Guest speaker for the event was Army Staff Sgt. Paul Schmitz, Jr.
Schmitz served two tours of duty in South Korea. He was stationed at Ft. Benning, Ga., and later at Ft. Lewis, Wash. Schmitz graduated Primary Leadership Course and Sniper School at Ft. Benning.
"I want to talk about patriotism," Schmitz said.
He started by telling of his injuries that he received while serving with the Quick Reaction Force in northern Iraq.
"We were taking small arms fire, mortar rounds and RPGs, and in the middle of a fire fight, I felt something that took the breath out of me," he continued. "I literally had to lay down my weapon in a fire
fight to catch my breath. Then, starting from the waist down, I couldn't feel my legs."
"I was praying to God that if anything was gonna happen to me to let it be then, because I didn't want my son going through anything too hard," Schmitz recalled. "[The soldier] looked at me and said, 'You're not going anywhere.' I had my answer."
Schmitz underwent surgery and was transported to a hospital in Germany. From there, he was flown to Walter Reed, where he was met by his parents the following morning. It was there that doctors discovered his L4 vertebrae had been shattered.
While undergoing treatment for his injuries at Walter Reed Army Medical Center at Bethesda, Md., a man handed him a copy of the book "War Above the Trees," by Ron Carey. The book tells of Plei Trap Valley in Vietnam (Operation Wayne Grey) during March and April of 1969.
Schmitz said while reading that book he realized some of the dangers his father experienced during his tour of duty.
"The book told how my dad was on a re-supply mission when a 'Mayday' call came in," Schmitz said. "His chopper was in the area and they responded to the coordinates and I read how my dad was hanging upside down out of a helicopter with the gunner holding his feet as he helped rescue those men.
"It was then that their chopper came under heavy fire," Schmitz said. "The pilot managed to maneuver about three clicks away before the chopper crashed and they were rescued by another helicopter.
"I grew up hearing stories about my dad's military service, but it wasn't until I was injured that I finally heard how my dad became a hero to another family," Schmitz continued. "I read amazing things about my dad that I had never heard. That day, my father became a true hero to me."
Schmitz said that every veteran had a common bond.
"We would lay down our lives for our country and for our brothers to the left and to the right of us," Schmitz said. "A lot of guys never got thanked, and there are a lot of us sleeping better at night because of what they did."
Finally, Schmitz urged the audience to remember to thank military service personnel and veterans.
"Sit down with a vet and ask him his story sometime," he said. "You will hear about amazing things and people."

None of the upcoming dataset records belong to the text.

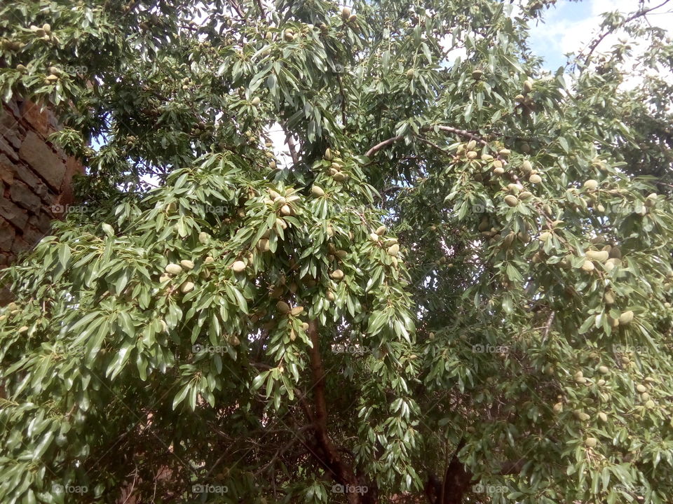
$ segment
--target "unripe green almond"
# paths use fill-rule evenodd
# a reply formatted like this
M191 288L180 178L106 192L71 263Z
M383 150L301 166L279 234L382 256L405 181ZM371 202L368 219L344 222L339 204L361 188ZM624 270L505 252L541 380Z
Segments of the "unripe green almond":
M575 417L578 420L586 421L588 420L590 417L586 413L583 412L581 410L576 410L573 412L573 414L575 415Z
M311 188L311 192L313 196L317 196L318 197L322 197L322 196L325 196L325 191L318 186L313 186Z
M512 195L508 195L505 197L505 202L508 206L516 206L519 204L519 199Z
M179 274L182 272L182 267L179 265L171 262L170 264L166 265L166 267L164 268L164 271L170 274Z
M329 274L329 277L332 280L341 280L344 278L344 272L341 270L334 270L334 271Z
M245 263L241 260L234 261L231 265L231 269L236 273L240 273L245 270Z
M598 181L590 178L584 183L584 188L589 190L596 190L598 188Z
M628 326L633 320L633 312L628 310L619 316L619 325Z
M194 263L193 261L189 260L189 259L183 259L180 261L180 265L184 267L185 270L193 270Z
M585 272L592 272L594 270L594 263L590 260L585 260L584 264L582 265L582 270Z
M606 251L587 251L586 256L592 260L605 262L608 260L609 253Z
M194 283L186 281L184 282L182 285L180 286L180 292L183 294L186 294L194 290Z
M268 239L267 238L261 238L257 241L257 248L262 252L266 252L269 248Z

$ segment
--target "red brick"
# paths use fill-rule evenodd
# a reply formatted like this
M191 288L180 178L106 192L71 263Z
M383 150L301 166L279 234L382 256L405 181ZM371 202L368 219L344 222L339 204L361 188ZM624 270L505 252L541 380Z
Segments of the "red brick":
M0 115L0 136L14 148L18 149L21 146L19 124L16 118L6 109L2 111L2 115Z
M44 141L33 132L28 132L19 150L21 159L41 176L50 187L58 190L63 183L65 164Z
M30 245L29 245L26 241L20 237L16 237L14 239L14 244L12 245L12 252L15 254L29 250L29 248Z
M40 211L40 206L42 206L40 197L22 182L15 181L9 188L9 194L13 202L30 210L33 214L37 214Z
M14 164L4 154L0 154L0 180L9 185L14 181Z
M19 160L19 157L16 155L16 151L14 150L14 148L8 144L7 141L2 136L0 136L0 154L4 154L12 160L12 161Z
M14 226L0 217L0 251L6 252L12 249L16 231Z
M26 226L23 230L23 236L22 238L30 247L35 246L37 242L42 239L43 237L44 237L44 233L29 225Z
M23 229L26 223L28 222L26 211L17 206L1 195L0 195L0 217L9 220L19 229Z
M45 211L41 211L37 215L31 216L28 224L39 229L44 235L51 229L51 216Z
M32 102L24 102L20 110L21 118L30 125L32 130L45 138L53 131L49 125L46 109Z

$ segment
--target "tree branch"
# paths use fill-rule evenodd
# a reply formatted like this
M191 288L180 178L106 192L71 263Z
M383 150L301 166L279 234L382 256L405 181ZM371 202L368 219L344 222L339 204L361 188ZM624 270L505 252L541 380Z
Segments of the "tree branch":
M596 50L596 48L599 46L601 42L602 42L608 35L614 33L617 29L618 29L619 28L621 28L625 24L631 22L634 20L637 19L638 18L641 18L642 16L646 15L647 13L651 12L652 10L659 8L660 7L663 7L670 0L664 0L663 2L662 2L659 5L655 6L654 7L650 7L648 8L642 8L640 10L637 10L637 12L632 14L630 16L627 18L625 20L624 20L624 21L619 23L618 24L616 24L613 27L611 27L607 31L601 34L598 38L597 38L593 42L592 42L591 45L589 46L589 54L587 55L587 57L584 59L583 66L586 66L589 64L589 62L591 60L591 55L594 53L594 51Z
M457 134L461 136L468 138L470 140L474 140L475 141L479 144L481 144L482 146L488 145L488 142L487 142L486 140L482 139L479 135L477 135L477 134L475 134L474 133L468 132L467 130L461 130L459 128L455 128L452 126L442 126L442 125L426 126L425 127L422 128L421 131L424 131L424 132L430 131L435 128L440 131L446 132L447 133L453 133L454 134ZM441 147L440 147L439 146L435 144L433 144L427 139L424 139L421 136L418 136L417 135L416 136L421 141L423 141L426 144L429 144L433 147L435 147L436 148L440 149L442 152L444 152L444 153L446 152ZM376 144L376 145L374 146L374 147L372 147L369 150L367 150L365 153L365 155L366 155L367 158L371 158L372 154L375 154L376 153L381 150L381 149L385 148L386 147L388 147L389 145L394 144L395 142L398 141L399 140L402 140L404 137L405 137L404 135L397 135L397 136L393 136L392 138L389 138L387 140L383 140L382 142L379 142L379 144Z
M318 333L318 322L308 322L308 336L313 347L309 349L311 369L313 377L313 432L315 441L325 454L326 460L320 461L332 472L334 478L342 485L346 486L346 496L348 504L361 504L360 494L355 487L358 486L358 478L353 468L341 460L339 449L334 447L327 434L327 405L325 394L325 368L320 357L320 338ZM315 455L315 454L313 454Z

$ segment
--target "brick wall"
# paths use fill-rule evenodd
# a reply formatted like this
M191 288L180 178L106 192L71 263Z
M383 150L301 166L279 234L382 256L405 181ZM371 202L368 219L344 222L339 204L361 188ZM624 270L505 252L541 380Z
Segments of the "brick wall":
M58 127L48 110L14 99L0 111L0 269L49 232L72 202L76 160L47 141ZM0 302L6 298L0 293Z

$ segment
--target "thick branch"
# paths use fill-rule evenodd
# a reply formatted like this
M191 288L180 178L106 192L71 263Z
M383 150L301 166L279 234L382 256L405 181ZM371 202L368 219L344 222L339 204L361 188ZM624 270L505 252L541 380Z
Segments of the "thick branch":
M308 336L313 348L308 351L311 369L313 377L313 432L315 441L325 454L325 460L320 461L332 472L337 482L346 486L346 498L349 504L361 504L360 494L351 490L358 486L358 478L353 468L341 460L339 449L332 442L327 434L327 404L325 393L325 368L320 357L320 337L318 323L308 323Z
M487 142L486 140L482 139L479 135L477 135L477 134L475 134L474 133L468 132L467 130L460 130L458 128L453 127L452 126L441 126L441 125L426 126L424 128L423 128L421 131L430 131L435 128L440 131L446 132L447 133L453 133L454 134L457 134L461 136L468 138L470 140L474 140L475 141L478 142L479 144L481 144L483 146L488 145L488 142ZM379 150L381 150L381 149L385 148L386 147L388 147L389 145L391 145L392 144L394 144L395 142L399 140L402 140L404 137L405 137L404 135L397 135L397 136L389 138L387 140L383 140L382 142L379 142L379 144L376 144L376 145L374 146L374 147L372 147L369 150L367 150L365 153L365 155L366 155L367 158L371 158L372 154L375 154ZM422 139L421 137L419 137L419 139L421 139L421 141L424 141L426 144L430 144L432 146L439 148L442 152L446 152L441 147L434 144L432 144L432 142L430 142L430 141L426 139Z

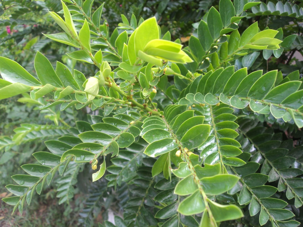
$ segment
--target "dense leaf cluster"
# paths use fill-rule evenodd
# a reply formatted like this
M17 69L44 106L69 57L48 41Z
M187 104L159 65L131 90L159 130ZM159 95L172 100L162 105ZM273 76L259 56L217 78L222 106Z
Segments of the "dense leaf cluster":
M292 139L301 137L303 79L298 71L256 65L261 51L267 60L301 48L301 37L258 21L239 26L255 15L301 19L301 8L220 0L182 48L155 17L122 15L110 32L106 4L92 10L93 0L64 2L49 13L61 32L44 35L69 46L66 57L90 70L59 61L54 69L38 51L33 75L0 57L0 99L22 94L19 101L50 111L55 124L22 124L0 138L5 154L48 140L50 152L34 153L35 163L21 166L27 174L6 186L15 196L3 200L14 212L53 181L59 203L68 202L83 171L94 186L81 214L88 225L96 207L114 203L123 216L117 226L300 225L303 148ZM172 7L164 2L159 14ZM67 123L58 110L89 114Z

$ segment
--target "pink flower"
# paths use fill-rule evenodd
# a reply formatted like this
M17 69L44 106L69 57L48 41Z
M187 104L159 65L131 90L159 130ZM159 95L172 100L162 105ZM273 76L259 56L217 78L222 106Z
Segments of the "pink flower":
M11 31L11 27L9 26L6 26L6 32L8 34L10 34L12 33L12 31Z

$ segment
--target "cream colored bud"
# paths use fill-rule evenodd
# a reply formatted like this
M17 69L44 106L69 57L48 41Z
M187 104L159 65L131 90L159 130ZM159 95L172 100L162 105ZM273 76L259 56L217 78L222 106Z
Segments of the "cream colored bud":
M192 152L191 151L188 151L188 152L186 152L186 154L187 154L188 156L190 156L191 154L193 154L194 153Z

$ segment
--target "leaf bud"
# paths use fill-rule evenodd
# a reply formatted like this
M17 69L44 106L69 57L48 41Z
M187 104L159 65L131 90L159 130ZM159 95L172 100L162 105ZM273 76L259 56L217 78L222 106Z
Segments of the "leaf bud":
M101 71L99 71L100 72L100 76L99 77L99 86L102 86L105 84L105 79L104 79L104 77L103 76L102 73Z

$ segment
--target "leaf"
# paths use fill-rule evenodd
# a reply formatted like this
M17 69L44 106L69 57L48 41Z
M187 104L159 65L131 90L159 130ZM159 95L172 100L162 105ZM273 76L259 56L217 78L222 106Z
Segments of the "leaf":
M208 137L210 126L200 124L194 126L186 132L180 141L189 150L196 148L202 144ZM197 132L198 132L197 133Z
M241 36L239 43L239 47L248 44L252 38L258 32L258 22L255 22L244 31Z
M41 84L18 63L2 57L0 57L0 74L4 79L12 83L20 83L29 86Z
M278 70L268 72L256 81L248 91L251 98L262 100L275 84Z
M149 156L155 157L173 150L177 146L173 139L165 138L153 142L147 146L144 153Z
M223 24L220 14L213 6L210 8L207 15L207 25L213 39L215 40L220 36L220 31L223 28Z
M61 157L60 162L63 162L70 156L74 157L76 162L87 162L94 158L95 154L90 151L80 149L71 149L64 152Z
M204 51L208 51L213 42L207 24L201 20L198 27L198 37Z
M91 52L90 31L89 31L88 23L86 19L79 32L79 39L83 46L87 49L90 52Z
M201 179L202 187L208 195L217 195L227 192L233 187L239 180L234 175L219 174Z
M104 3L103 2L94 12L92 16L92 17L93 23L97 28L99 28L100 25L100 20L101 18L101 16L102 13L102 11L103 10L103 7L104 5Z
M89 55L83 50L76 51L74 51L73 52L66 54L72 58L75 59L76 60L81 61L84 61L85 62L91 64L93 64L92 60L91 58Z
M241 209L235 205L221 205L208 198L207 201L217 222L237 219L244 216Z
M231 18L235 16L234 5L230 0L221 0L219 9L223 26L227 28L230 24Z
M63 87L49 61L38 51L35 56L34 65L37 76L43 85L49 84L56 87Z
M105 169L106 168L106 164L105 163L105 160L103 161L103 162L100 165L100 169L97 172L93 173L92 175L92 177L93 182L98 180L101 178L105 173Z
M186 196L193 194L198 189L194 177L191 174L178 183L174 193L180 196Z
M56 34L43 34L43 35L48 38L59 43L64 43L65 44L67 44L78 48L80 47L79 43L65 32L57 33Z
M156 18L152 17L145 21L138 27L135 35L135 56L137 56L139 51L143 51L148 42L158 39L159 36Z
M203 198L198 189L182 200L179 204L178 211L184 215L192 215L201 213L205 208Z

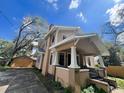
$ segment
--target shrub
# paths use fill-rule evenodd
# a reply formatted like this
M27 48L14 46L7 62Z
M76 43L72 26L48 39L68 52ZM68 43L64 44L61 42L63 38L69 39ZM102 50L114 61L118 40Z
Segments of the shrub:
M103 89L97 88L95 85L87 86L86 88L81 88L81 93L106 93Z

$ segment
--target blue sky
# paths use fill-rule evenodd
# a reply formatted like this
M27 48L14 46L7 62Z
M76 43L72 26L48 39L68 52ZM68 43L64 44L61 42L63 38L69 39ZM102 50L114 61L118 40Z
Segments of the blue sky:
M100 33L106 11L122 0L0 0L0 38L13 40L25 16L41 16L49 24L80 26ZM5 17L3 17L5 15ZM9 20L9 22L7 21Z

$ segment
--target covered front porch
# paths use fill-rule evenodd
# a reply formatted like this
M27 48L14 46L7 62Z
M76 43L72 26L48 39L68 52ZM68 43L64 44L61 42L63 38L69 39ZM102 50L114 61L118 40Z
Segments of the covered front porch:
M96 36L76 37L50 47L50 65L64 68L104 67L102 53L106 52Z
M104 67L101 55L107 51L94 34L69 37L49 49L51 53L48 72L52 71L55 80L64 87L72 86L75 90L86 86L90 79L90 68L96 68L96 65ZM102 77L105 76L103 71L104 69L100 72Z

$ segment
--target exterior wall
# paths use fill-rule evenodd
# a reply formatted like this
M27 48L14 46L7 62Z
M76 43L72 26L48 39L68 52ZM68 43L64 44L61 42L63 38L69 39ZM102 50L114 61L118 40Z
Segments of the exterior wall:
M34 65L34 61L29 57L17 57L13 60L11 67L26 67L31 68Z
M54 70L55 70L55 67L52 66L52 65L49 65L48 66L48 73L51 74L51 75L54 75Z
M70 47L73 46L73 45L74 45L74 42L70 42L70 43L67 43L65 45L62 45L62 46L57 47L56 50L57 51L61 51L61 50L70 49Z
M69 84L69 69L56 67L56 81L61 82L64 87L68 87Z
M57 36L57 42L60 42L63 40L63 35L67 37L70 37L70 36L74 36L74 34L76 33L77 31L76 30L60 30L59 33L58 33L58 36Z
M109 75L124 78L124 66L109 66L106 70Z
M90 84L95 84L98 88L102 88L106 93L110 93L109 85L106 82L96 80L96 79L90 79Z
M43 66L42 66L42 74L46 75L48 73L48 63L49 63L49 56L50 56L50 37L47 40L47 48L44 54L44 59L43 59Z
M80 70L80 85L82 87L86 86L89 78L90 78L89 77L89 70L88 69L81 69Z

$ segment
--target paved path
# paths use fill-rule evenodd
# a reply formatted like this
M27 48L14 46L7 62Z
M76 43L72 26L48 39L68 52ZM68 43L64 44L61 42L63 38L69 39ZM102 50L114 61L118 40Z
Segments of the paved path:
M9 86L3 92L6 85ZM10 69L0 72L0 89L0 93L48 93L30 69Z

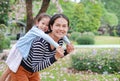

Schmitz received two Purple Hearts, five Army Commendations with Valor, five Army Achievement Medals, three Good Conduct Medals, two National Defense Medals, the War on Global Terrorism Medal, three overseas service ribbons, a combat infantry badge and the Stalk Master Award from Sniper School.
Students were given yellow ribbons in their second hour class to wear throughout the day to show their thankfulness, pride, honor and remembrance for soldiers and veterans.
The ceremony also included the presentation of colors by members of the Southwest Area Career Center Junior ROTC program, a demonstration on the folding and the meaning of each fold of the American Flag and a haunting rendition of "Taps" played by two Cub Pride Marching Band trumpeters. The ceremony ended with "Veterans Salute," performed by the Cub Pride Marching Band.
Veterans Day assemblies and special events were also held at Pierce City, Purdy, Verona and Wheaton high schools.